Rivoluzione e controrivoluzione. Catene e liberazione.

The Handmaid’s Tale racchiude la sua forza anche e soprattutto nei dettagli. Nei sottili, appena percettibili, spasimi delle donne, vere protagoniste del racconto. Così, anche l’indottrinata Eden, neosposa di Nick, patisce i dubbi di una coscienza che non è del tutto sedata. Quei dubbi sono tutti concentrati in due sussulti, in due atti di imbarazzo e resistenza. Entrambi affidati all’incontrollato tremito della mano.The Handmaid's Tale

Il primo mentre menziona, implicitamente e molto pudicamente, a Difred la sua iniziazione sessuale. Il secondo nell’atto stesso. L’occhio della telecamera in entrambi i casi si sofferma sulla mano, su quel rigurgito di interiorità che si nasconde dietro il formalismo della dottrina.
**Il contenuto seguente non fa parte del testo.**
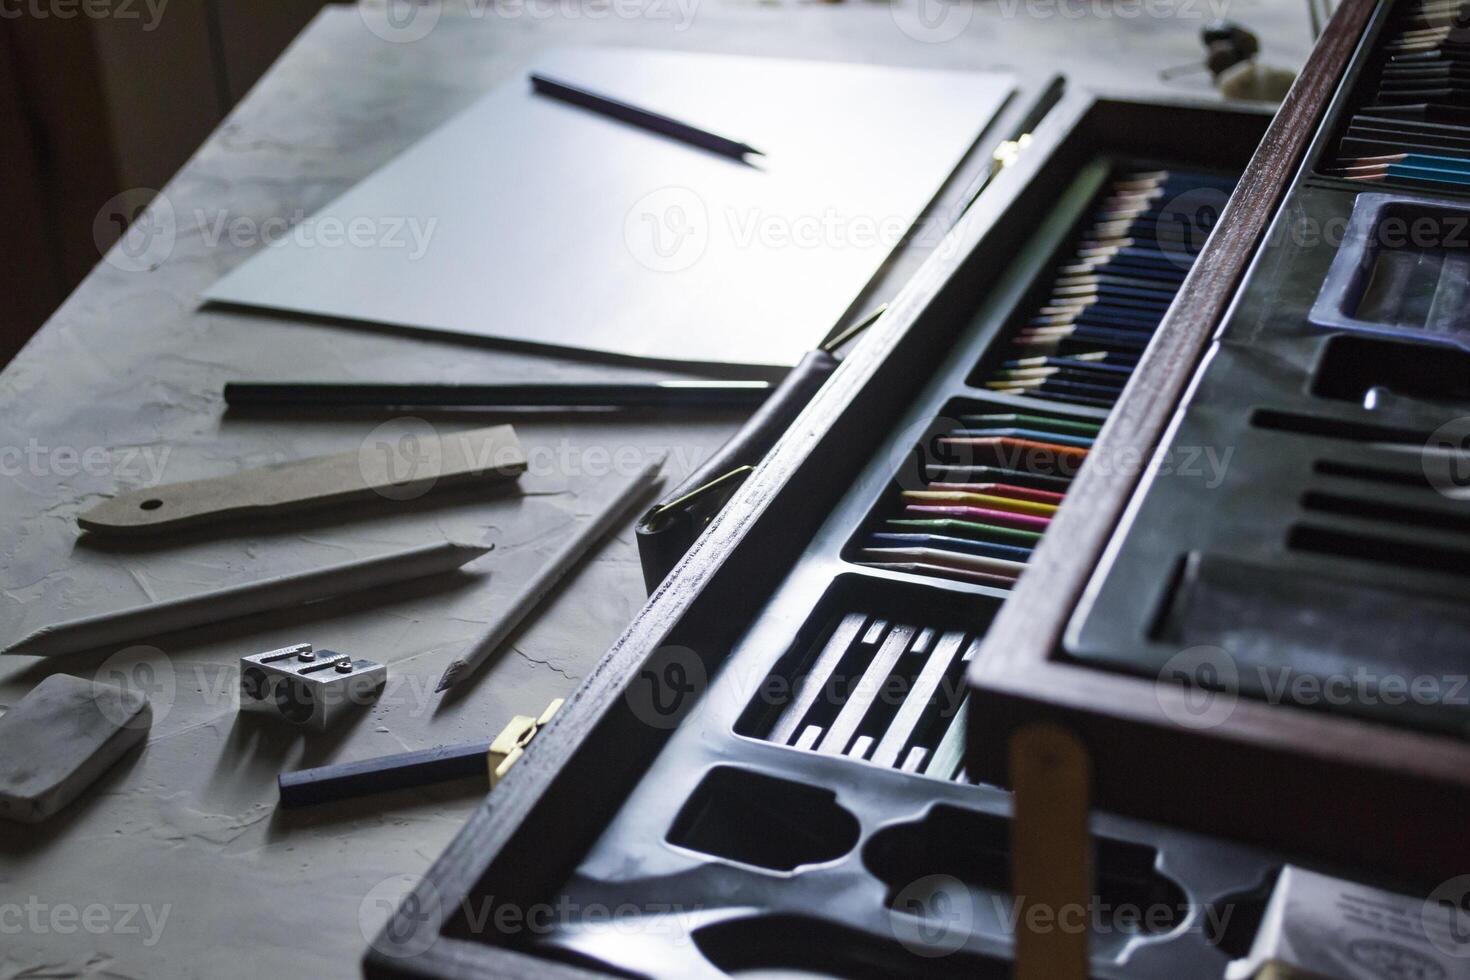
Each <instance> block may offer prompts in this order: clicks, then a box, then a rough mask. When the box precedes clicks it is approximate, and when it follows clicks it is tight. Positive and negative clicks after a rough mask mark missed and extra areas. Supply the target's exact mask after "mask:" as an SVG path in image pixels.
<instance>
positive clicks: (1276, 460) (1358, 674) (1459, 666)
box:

Eden stringe Nick ma sembra quasi respingerlo, sembra quasi opporsi, tenacemente, a quell’unione. In quel prolungato gesto c’è il naturale riconoscimento dell’innaturalezza dell’atto.

Donne e schiave, rivoluzionarie e controrivoluzionarie in un eterno sovrapporsi e confondersi. “Servitù, vaffanculo!”.